Since the end of the Cold War, NATO has been dogged by a crisis of purpose. What should its role be after the disappearance of its main foe? Protecting former Soviet states from Russia? Combatting terrorism? Fighting new battles in cyberspace?
But recently the alliance has been wrestling with an even more fundamental challenge: fading support from the United States, its most important member. Mr. Stoltenberg is trying to use his trip to Washington to boost American engagement.

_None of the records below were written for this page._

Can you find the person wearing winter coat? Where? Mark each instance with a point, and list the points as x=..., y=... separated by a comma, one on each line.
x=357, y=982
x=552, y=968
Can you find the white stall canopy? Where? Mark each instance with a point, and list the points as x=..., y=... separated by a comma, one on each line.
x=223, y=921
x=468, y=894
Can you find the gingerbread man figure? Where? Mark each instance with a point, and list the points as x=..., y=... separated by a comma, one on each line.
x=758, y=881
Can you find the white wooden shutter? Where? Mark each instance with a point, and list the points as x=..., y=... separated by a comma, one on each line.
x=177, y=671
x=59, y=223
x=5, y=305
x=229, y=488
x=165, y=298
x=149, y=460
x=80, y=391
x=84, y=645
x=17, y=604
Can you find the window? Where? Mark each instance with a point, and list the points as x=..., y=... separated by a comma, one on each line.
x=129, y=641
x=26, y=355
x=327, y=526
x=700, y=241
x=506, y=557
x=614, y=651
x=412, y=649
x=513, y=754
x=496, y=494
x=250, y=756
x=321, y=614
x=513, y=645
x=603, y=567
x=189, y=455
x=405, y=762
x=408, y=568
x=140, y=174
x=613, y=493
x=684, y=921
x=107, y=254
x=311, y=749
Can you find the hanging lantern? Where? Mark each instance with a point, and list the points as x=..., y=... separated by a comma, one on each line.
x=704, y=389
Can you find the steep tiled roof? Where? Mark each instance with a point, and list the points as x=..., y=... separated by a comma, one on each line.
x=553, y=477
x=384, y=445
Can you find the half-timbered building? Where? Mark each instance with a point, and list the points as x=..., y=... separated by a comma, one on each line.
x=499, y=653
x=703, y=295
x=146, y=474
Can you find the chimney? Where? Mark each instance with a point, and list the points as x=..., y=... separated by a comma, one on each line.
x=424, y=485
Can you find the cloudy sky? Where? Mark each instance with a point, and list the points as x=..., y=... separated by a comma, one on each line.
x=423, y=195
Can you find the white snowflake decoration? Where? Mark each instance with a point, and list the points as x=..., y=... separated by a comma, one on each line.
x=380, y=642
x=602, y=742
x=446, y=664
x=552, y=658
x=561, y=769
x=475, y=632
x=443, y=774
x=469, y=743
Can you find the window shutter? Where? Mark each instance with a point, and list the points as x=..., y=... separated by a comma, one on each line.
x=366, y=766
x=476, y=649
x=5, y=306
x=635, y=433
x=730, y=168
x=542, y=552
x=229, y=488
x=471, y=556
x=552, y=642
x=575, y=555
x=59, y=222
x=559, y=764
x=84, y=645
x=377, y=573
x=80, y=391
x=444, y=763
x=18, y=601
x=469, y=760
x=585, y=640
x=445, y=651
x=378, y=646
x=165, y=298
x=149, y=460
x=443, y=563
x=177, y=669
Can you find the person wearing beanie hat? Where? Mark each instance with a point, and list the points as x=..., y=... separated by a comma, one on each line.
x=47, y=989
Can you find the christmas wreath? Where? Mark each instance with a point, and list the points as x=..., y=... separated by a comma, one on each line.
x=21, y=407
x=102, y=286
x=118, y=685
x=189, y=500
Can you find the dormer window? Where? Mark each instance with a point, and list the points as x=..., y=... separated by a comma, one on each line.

Here are his three main audiences and what he hopes to accomplish with each:
President Trump has spent two years brow-beating fellow NATO members over military spending – part of a broader pushback against what he sees as raw deals for the US around the world. He's also sparked serious concern among its members by suggesting the US might reconsider its obligations under NATO's collective defense provision, which holds that an attack on one member is an attack on all. "We have no idea what Trump would do in a crisis," Poland's former foreign minister quipped after the US president's summit with Vladimir Putin in Helsinki last year. That's truly unprecedented.
Stoltenberg highlighted other NATO members' progress on "burden sharing" during a meeting with the US president on Tuesday. His speech today will be another opportunity to explain how America's allies are working to address the president's concerns.
Congress still overwhelmingly backs NATO. In January, the House voted 357-22 in favor of a bipartisan bill supporting the alliance. More important than his audience with President Trump, Mr. Stoltenberg will be seeking to reinforce Congress's commitment to a historically important alliance, while trying to ease lawmakers' qualms about members-states' funding contributions. His trip comes at the direct invitation of Congress, so he can safely expect several standing ovations.
Even if Congress remains unified in its support for NATO, the American public's views on the alliance are more divided than in the past. A 2017 poll by Gallup found that just 69 percent of Republicans felt that NATO was still necessary, down from 80 percent at the twilight of the Cold War in 1989. By contrast, around 97 percent of Democrats felt the alliance was worth keeping.
The bottom line: A solid majority of Americans still back NATO, but the more the alliance becomes a partisan issue, the greater the risk that a future Congress might not be so willing to stand up for a pact that so far has stood the test of time.